Face your fears

1 avril 2016

Vous connaissez ces gens qui ont peur de tout, presque même de leur ombre ? Eh bien… Tadam..!

Depuis ma plus tendre enfance, je suis une pétocharde. Une vraie, une dure. Je tiens ce charmant surnom de mon cher Papa, qui a toujours été fasciné par ma trouillardise (et passablement navré aussi, faut l’admettre), et cette charmante « qualité » de ma Maman, tout aussi pétocharde que moi… La vie d’une pétocharde n’est pas de tout repos, croyez moi ! Sans cesse sur le qui-vive, à se retourner le cerveau de mille et une questions existentielles à deux balles…

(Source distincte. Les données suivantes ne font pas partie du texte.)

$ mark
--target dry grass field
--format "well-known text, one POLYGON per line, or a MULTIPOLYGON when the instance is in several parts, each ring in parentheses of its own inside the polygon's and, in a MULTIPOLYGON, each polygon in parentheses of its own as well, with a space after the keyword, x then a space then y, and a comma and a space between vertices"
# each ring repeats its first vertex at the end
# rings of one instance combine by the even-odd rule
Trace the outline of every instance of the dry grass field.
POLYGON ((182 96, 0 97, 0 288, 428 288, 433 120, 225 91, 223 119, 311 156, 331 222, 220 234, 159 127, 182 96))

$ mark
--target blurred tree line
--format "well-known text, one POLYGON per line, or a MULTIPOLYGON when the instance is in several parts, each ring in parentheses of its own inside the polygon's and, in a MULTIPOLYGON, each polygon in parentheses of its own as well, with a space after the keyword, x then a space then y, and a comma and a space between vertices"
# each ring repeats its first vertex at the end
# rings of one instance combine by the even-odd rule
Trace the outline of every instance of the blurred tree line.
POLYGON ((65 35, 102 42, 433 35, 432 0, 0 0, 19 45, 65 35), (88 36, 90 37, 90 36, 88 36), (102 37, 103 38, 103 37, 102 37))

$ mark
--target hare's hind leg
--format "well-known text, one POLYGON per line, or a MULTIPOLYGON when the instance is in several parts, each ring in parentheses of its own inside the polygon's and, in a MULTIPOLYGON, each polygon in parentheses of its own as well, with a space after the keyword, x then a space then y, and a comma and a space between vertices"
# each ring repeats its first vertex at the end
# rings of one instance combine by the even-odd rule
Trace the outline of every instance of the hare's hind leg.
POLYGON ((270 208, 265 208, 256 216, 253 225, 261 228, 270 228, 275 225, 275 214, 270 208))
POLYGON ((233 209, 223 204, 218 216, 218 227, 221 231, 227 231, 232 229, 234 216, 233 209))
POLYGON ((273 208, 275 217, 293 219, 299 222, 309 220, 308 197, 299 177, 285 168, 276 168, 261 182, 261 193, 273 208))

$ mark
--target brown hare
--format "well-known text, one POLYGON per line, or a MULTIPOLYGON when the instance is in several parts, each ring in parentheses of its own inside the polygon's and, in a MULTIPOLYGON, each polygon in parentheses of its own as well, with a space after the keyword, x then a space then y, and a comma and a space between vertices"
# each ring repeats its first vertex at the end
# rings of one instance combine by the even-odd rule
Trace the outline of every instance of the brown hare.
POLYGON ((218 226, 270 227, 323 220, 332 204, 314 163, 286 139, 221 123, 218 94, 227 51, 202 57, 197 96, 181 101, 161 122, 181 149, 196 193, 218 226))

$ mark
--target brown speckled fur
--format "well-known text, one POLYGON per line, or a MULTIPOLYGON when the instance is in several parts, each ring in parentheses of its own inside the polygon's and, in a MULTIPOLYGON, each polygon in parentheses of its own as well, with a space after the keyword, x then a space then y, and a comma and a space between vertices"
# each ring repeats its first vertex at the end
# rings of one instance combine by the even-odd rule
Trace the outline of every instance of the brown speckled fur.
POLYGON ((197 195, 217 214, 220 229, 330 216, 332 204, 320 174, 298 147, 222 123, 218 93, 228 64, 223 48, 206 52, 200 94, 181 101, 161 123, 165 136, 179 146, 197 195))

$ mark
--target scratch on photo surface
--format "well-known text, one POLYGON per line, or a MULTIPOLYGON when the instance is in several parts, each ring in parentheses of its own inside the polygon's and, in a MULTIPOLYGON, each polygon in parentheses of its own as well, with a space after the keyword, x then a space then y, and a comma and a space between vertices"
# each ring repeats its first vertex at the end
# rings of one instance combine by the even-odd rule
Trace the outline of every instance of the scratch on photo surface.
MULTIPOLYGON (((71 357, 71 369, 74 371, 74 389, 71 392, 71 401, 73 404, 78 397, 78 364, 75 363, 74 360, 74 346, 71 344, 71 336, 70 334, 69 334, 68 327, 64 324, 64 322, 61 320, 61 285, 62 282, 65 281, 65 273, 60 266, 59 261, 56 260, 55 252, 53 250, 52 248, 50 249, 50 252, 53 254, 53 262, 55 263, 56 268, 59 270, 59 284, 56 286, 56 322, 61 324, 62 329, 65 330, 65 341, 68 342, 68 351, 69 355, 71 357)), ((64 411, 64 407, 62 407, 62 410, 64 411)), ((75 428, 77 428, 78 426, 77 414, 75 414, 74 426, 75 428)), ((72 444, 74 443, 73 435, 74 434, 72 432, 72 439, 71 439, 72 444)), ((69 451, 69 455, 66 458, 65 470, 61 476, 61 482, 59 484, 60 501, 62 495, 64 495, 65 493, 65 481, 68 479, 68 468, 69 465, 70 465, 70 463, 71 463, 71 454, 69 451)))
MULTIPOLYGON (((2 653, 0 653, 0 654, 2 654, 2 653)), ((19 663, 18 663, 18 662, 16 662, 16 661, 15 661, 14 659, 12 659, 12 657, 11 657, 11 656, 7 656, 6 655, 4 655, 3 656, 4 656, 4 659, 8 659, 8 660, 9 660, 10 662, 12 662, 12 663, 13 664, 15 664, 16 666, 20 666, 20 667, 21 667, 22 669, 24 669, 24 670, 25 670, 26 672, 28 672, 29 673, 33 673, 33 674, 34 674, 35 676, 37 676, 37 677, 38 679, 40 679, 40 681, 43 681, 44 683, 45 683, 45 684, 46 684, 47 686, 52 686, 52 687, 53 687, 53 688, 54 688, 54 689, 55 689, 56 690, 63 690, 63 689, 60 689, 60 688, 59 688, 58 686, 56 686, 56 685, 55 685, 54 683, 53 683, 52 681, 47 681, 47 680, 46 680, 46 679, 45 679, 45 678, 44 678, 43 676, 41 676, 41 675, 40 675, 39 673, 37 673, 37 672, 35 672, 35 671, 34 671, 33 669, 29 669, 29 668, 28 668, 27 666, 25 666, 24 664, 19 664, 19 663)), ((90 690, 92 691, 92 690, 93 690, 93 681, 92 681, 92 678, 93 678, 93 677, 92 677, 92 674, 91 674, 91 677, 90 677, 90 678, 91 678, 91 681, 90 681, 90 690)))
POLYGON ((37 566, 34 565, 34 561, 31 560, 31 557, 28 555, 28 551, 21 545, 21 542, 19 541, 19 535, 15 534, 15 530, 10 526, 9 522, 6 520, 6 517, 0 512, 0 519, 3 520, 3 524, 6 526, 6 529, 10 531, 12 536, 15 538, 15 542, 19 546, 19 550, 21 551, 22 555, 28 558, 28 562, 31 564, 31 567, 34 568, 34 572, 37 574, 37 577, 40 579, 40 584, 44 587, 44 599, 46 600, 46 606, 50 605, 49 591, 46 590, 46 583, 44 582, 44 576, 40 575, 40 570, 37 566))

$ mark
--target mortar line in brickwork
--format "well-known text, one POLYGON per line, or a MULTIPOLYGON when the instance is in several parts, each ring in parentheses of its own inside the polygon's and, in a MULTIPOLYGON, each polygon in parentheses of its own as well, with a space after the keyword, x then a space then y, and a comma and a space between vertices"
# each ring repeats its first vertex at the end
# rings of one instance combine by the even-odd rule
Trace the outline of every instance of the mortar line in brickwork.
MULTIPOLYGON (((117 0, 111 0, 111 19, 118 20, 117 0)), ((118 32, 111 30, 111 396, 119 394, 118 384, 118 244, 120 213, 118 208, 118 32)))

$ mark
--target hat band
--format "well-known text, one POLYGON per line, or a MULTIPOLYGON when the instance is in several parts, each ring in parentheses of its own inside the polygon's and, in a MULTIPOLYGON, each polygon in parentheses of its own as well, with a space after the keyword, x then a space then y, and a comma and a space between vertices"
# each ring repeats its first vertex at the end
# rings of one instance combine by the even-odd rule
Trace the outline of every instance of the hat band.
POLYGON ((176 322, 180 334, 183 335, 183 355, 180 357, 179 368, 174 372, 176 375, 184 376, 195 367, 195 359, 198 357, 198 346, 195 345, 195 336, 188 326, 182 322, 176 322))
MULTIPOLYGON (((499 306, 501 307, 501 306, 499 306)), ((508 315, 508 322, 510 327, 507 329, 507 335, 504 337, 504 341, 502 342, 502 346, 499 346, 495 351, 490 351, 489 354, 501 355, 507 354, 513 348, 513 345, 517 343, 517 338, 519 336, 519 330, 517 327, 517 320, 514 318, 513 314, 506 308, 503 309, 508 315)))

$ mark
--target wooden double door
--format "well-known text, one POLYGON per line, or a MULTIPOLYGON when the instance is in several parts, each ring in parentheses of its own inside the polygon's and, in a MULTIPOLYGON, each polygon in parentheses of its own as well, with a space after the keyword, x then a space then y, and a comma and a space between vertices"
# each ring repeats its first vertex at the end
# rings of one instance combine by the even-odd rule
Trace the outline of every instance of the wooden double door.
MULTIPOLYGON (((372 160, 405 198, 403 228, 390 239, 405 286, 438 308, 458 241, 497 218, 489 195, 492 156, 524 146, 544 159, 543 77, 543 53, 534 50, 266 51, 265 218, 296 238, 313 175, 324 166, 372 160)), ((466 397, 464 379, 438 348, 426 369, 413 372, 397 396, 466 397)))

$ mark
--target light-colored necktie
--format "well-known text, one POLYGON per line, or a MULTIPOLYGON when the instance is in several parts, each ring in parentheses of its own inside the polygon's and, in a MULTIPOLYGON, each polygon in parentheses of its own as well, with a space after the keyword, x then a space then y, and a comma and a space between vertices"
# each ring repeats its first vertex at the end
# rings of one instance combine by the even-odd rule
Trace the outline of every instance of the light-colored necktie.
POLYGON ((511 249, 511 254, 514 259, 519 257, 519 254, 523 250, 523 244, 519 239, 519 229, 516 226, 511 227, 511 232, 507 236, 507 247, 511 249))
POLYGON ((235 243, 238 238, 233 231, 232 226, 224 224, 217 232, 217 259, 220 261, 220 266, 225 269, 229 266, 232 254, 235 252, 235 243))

J’ai toujours eu tendance à craindre le moindre changement. J’anticipe tout, depuis toujours. Croyez moi, ce n’est pas facile tous les jours, car non seulement vous vivez toutes vos émotions puissance mille, mais en plus vous devez tenter de prendre sur vous en permanence pour ne pas que cela se ressente dans vos attitudes. Le sentiment qui prédomine chez moi est et restera la peur. La peur de mal faire, la peur de décevoir, la peur de ne pas être aimée, la peur d’être abandonnée… J’ai peur, que voulez-vous… Évidemment, je la maîtrise plus ou moins bien selon les situations. Mais parfois j’avoue, je la laisse me submerger.

Le plus dur pour moi a été de tenter d’analyser ce qui m’effrayait le plus. Nous avons tous des angoisses, des peurs qui nous tenaillent et que nous devons parfois affronter. C’est humain… Le tout reste de ne pas les laisser prendre le dessus sur nos vies, de toujours avoir le contrôle. Et parfois ce contrôle, je le perds.

Je l’ai perdu lorsque j’ai échoué en pharmacie suite à mon départ sur Nantes, et que ma santé s’est subitement dégradée. Je l’ai perdu lorsque Maman est entrée en soins palliatifs, et lorsque je me suis gravement disputée avec mon copain. Je l’ai perdu lorsque Papa s’est retrouvé seul, et lorsque mes repères se sont effondrés. Et j’ai compris.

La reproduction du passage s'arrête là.